Wednesday 17 January 2018

Spark - IV

We continue to explore Spark in the fourth part of the series. The first part of the Spark post is here in case you wish to look at it for the environment setup. We will use be using Hortonworks Sandbox HDP 2.6.3 for all the work in this post. Note that the Spark version is 2.2.x. This is different from the version in first post on Spark. We will look at the different types of actions in Spark.

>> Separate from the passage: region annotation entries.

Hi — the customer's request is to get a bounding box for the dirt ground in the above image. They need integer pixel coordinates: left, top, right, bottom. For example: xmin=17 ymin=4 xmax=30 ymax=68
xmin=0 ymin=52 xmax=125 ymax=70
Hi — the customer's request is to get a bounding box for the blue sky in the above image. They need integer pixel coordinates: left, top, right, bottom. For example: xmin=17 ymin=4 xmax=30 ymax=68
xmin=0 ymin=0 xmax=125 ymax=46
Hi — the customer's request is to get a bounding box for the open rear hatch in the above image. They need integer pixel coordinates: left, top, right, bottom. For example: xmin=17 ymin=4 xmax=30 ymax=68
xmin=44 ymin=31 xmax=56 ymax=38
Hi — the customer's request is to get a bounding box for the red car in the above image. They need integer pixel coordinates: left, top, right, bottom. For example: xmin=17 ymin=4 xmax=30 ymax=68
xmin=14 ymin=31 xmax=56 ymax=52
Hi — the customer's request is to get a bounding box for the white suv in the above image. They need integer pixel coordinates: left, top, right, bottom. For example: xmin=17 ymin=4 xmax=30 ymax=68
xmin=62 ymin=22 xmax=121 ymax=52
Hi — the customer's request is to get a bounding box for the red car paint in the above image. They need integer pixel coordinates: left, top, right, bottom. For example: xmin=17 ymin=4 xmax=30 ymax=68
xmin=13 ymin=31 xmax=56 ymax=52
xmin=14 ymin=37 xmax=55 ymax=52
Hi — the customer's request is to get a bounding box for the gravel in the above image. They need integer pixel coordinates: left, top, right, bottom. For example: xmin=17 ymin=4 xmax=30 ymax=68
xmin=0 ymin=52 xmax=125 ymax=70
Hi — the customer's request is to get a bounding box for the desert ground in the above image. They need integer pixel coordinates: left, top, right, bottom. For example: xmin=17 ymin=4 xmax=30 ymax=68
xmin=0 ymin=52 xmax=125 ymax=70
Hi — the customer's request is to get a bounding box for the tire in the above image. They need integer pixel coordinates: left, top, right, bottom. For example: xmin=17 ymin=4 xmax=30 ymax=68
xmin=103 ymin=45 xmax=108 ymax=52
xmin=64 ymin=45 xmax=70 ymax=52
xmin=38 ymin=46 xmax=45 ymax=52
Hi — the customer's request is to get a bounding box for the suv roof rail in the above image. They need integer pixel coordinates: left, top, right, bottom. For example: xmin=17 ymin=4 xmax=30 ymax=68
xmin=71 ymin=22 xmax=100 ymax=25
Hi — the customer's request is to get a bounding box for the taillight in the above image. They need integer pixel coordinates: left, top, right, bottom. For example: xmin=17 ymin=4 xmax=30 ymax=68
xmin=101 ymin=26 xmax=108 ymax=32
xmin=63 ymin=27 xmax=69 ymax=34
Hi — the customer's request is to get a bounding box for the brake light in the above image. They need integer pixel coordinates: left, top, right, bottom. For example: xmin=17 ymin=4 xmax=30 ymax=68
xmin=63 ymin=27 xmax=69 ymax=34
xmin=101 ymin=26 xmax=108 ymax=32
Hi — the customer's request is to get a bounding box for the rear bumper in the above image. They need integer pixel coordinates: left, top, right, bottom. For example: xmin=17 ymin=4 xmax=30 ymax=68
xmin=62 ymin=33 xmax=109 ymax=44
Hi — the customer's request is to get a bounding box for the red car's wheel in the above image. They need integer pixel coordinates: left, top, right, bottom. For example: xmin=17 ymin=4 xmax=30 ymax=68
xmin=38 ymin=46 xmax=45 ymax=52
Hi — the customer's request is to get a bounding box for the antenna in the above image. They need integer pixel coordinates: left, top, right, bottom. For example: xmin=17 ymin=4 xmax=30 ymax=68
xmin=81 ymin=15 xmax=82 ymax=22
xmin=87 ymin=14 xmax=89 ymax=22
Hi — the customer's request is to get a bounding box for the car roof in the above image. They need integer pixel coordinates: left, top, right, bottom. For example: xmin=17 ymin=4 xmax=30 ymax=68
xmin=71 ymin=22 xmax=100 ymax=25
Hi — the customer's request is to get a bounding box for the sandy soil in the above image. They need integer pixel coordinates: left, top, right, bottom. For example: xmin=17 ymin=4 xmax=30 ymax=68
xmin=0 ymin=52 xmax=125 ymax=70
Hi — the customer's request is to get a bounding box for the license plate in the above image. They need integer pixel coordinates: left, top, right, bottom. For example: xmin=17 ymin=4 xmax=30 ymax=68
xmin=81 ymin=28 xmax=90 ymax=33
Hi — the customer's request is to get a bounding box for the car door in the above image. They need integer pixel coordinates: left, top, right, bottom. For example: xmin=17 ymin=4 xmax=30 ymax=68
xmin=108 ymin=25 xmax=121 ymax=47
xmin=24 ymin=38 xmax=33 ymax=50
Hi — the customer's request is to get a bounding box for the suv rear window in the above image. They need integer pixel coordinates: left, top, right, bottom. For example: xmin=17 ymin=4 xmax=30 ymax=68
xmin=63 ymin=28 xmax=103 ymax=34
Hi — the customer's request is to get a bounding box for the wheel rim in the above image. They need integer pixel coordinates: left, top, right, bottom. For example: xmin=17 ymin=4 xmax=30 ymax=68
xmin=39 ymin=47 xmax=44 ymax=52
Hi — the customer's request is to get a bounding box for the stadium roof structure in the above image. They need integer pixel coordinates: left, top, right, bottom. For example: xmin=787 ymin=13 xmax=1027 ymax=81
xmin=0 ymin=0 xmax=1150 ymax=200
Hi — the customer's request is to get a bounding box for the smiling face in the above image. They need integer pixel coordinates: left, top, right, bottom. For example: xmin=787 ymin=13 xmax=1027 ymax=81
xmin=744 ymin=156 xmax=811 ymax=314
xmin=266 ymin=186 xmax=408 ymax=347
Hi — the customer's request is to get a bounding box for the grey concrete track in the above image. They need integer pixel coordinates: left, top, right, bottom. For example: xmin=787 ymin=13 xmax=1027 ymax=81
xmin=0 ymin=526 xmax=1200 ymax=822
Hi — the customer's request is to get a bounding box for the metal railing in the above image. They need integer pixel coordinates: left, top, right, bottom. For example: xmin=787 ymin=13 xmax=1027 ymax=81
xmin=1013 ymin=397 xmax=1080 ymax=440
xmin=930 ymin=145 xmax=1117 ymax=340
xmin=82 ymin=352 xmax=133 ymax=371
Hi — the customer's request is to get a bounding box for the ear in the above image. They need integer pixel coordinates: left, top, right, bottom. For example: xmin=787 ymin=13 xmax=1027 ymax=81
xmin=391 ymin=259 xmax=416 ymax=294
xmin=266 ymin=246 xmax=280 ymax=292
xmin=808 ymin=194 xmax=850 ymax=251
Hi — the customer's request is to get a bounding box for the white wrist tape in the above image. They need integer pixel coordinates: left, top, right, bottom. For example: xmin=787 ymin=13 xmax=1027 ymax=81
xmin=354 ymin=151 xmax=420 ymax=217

Let us create a RDD first before we look at actions in Spark as shown below and print it out:

val rdd = sc.makeRDD(Vector(1,2,3,4,5,6))
rdd.collect


This returns below results:

rdd: org.apache.spark.rdd.RDD[Int] = ParallelCollectionRDD[254] at makeRDD at <console>:34
res217: Array[Int] = Array(1, 2, 3, 4, 5, 6)
Actions in Spark are described below:
1)  reduce(func): Returns the result after aggregation of the elements of calling RDD using a function, func (which takes two arguments and returns one value). func should be both commutative and associative so that it can be computed correctly in parallel
val result = rdd.reduce((x,y) => x+y)

This returns below results:

result: Int = 21

Same commend in a different syntax:

val result = rdd.reduce(_+_)

This returns below results:

result: Int = 21
2)  collect: Returns all the elements of the RDD as an array
We have seen collect when created rdd above
3)  count: Return the number of elements in RDD

rdd.count

This returns below results:

res221: Long = 6

4) first: Return the first element of RDD

rdd.first

This returns below results:

res222: Int = 1

5) take(n): Returns the first n elements of RDD

rdd.take(3)

This returns below results:

res223: Array[Int] = Array(1, 2, 3)

6) takeSample(withReplacement, num, [seed]): Returns an array with a random sample of num elements of RDD, with or without replacement, optionally pre-specifying a random number generator seed

With replacement:

rdd.takeSample(true, 3)

This returns below results:

res224: Array[Int] = Array(2, 5, 5)

Without replacement:

rdd.takeSample(false, 3)

This returns below results:

res225: Array[Int] = Array(3, 5, 6)

7)  takeOrdered(n, [ordering]): Returns the first n elements of the RDD using an optional parameter that specifies either their natural order or a custom comparator

val rdd1 = sc.makeRDD(Vector("Hello, ","This ","is ","Spark ","language."))
rdd1.takeOrdered(4)


This returns below results:
rdd1: org.apache.spark.rdd.RDD[String] = ParallelCollectionRDD[259] at makeRDD at <console>:34
res227: Array[String] = Array("Hello, ", "Spark ", "This ", "is ")

8)  saveAsTextFile(path): Outputs the elements of RDD as a text file (or set of text files) in a given directory in the local filesystem, HDFS or any other Hadoop-supported file system

rdd1.saveAsTextFile("/user/spark_test/test/")

This returns below results:

content of part-00000 file at /user/spark_test/test/:

Hello,
This


content of part-00001 file at /user/spark_test/test/:

is
Spark
language. 


9) saveAsSequenceFile(path): Outputs the elements of RDD as a Hadoop Sequence file in a given directory in the local filesystem, HDFS or any other Hadoop-supported file system

10)  saveAsObjectFile(path): Outputs the elements of RDD  in a simple format using Java serialization in a given directory in the local filesystem, HDFS or any other Hadoop-supported file system

rdd1.saveAsTextFile("/user/spark_test/test1/")

11) countByKey: Returns a hashmap of (K, Int) pairs with the count of each key for RDDs of type (K, V)

val rdd2 = sc.makeRDD(Array(("foo",1), ("bar",2),("foo","foo"), ("bar","bar"),("foo","foo"), ("bar","bar"),("foo","foo"), ("bar","bar"),("foo",3)))
rdd2.countByKey 


This returns below results:

rdd2: org.apache.spark.rdd.RDD[(String, Any)] = ParallelCollectionRDD[269] at makeRDD at <console>:34
res236: scala.collection.Map[String,Long] = Map(foo -> 5, bar -> 4)
 
12) foreach(func): Run a function func on each element of RDD
 
rdd.collect.foreach(println)

This returns below results:

1
2
3
4
5
6

This concludes the topic of Actions in Spark